The Legal Division also has argued that under S.B. 1161, the CPUC would be allowed to hear and address complaints from VoIP service carriers but not from consumers, “thereby inhibiting one of the CPUC’s primary functions to protect ratepayers,” Sadler wrote in the memo.
The bill was introduced by Sen. Alex Padilla (D-Los Angeles), chairman of the Senate Committee on Energy, Utilities and Communications, which April 17 voted unanimously to advance the bill.
Padilla has said the bill is aimed at encouraging broadband deployment by providing industry regulatory certainty.
Bipartisan-backed S.B. 1161 is sponsored by TechAmerica, TechNet and the Silicon Valley Leadership Group, and supported by such companies as AT&T Inc. (NYSE:T), Cisco Systems (Nasdaq: CSCO), Microsoft (Nasdaq: MSFT), Qualcomm (Nasdaq: QCOM) and Verizon Communications (NYSE: VZ).
Also supporting the measure are the California Chamber of Commerce and the California Manufacturers & Technology Association, both influential trade groups.
CalChamber Vice President of Government Affairs Marc Burgat called the bill a “job creator,” in a letter of support.
“SB 1161 would ensure that California maintains its competitive edge and continues to provide a regulatory environment that promotes advancements in internet technology,” Burgat wrote. “Such continued advancements would result in widespread access to communication technologies and would allow for solutions to challenges in healthcare, energy, education, public safety, and economic development.”

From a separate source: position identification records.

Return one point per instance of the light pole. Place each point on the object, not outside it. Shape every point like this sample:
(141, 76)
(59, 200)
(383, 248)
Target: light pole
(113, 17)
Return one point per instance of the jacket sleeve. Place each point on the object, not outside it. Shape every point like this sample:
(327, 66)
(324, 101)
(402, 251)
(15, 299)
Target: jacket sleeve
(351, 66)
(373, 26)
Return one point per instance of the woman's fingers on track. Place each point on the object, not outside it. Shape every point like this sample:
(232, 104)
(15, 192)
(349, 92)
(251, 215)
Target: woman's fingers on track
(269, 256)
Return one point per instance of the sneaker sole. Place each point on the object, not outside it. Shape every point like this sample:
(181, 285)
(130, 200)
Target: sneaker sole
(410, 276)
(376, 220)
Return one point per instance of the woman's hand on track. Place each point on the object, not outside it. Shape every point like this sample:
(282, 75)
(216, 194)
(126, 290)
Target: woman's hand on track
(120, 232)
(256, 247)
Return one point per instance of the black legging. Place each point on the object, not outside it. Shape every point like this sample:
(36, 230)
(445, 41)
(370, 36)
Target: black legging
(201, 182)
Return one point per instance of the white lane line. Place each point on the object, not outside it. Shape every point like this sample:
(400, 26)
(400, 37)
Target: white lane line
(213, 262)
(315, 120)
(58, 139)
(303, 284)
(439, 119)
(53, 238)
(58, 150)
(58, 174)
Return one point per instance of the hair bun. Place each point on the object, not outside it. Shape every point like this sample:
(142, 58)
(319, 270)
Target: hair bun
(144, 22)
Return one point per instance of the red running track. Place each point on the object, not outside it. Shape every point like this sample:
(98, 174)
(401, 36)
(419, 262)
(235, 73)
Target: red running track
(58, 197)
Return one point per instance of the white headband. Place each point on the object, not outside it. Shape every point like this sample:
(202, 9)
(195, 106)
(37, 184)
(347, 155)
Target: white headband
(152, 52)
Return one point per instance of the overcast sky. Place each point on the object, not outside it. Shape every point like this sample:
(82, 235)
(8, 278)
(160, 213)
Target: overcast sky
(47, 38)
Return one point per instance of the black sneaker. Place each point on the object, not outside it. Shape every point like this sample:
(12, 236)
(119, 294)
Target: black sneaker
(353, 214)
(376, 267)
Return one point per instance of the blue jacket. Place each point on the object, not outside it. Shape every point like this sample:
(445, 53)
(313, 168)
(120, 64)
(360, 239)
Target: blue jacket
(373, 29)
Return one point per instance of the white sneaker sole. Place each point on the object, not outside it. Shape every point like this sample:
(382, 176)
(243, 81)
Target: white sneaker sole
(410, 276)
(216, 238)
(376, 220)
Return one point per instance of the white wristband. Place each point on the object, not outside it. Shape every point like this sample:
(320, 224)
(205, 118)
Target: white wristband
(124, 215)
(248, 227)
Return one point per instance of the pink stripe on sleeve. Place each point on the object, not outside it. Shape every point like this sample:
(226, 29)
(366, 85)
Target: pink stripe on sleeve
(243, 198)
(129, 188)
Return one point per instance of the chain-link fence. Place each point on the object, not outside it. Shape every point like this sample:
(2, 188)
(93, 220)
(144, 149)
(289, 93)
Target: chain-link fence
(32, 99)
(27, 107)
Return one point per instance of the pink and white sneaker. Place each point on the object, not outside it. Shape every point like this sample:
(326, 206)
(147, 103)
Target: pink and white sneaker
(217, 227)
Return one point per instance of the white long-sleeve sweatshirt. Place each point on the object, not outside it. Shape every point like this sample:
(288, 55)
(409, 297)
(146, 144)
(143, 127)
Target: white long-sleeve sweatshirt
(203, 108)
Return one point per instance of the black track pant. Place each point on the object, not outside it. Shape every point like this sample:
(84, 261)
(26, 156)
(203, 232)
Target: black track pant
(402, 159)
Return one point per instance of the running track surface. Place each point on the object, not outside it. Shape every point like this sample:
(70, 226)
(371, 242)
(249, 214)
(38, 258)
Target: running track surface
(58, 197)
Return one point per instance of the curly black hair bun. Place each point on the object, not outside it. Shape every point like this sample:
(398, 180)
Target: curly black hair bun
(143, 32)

Padilla’s bill has drawn widespread opposition from consumer groups, including AARP California, Center for Media Justice, Privacy Rights Clearinghouse, The Greenlining Institute and the Utility Consumers’ Action Network.
Critics say the bill would effectively strip the CPUC of its oversight authority over landline and cellular phone services.
“SB 1161 is a stealth vehicle for the gradual deregulation of telecommunications in California,” the Consumer Federation of California declared on their website. “Consumers need the CPUC to have the power to investigate complaints of bad service or unfair charges on bills, regardless of the technology used to provide phone service.”
S.B. 1161 is pending consideration by the Senate Appropriations Committee.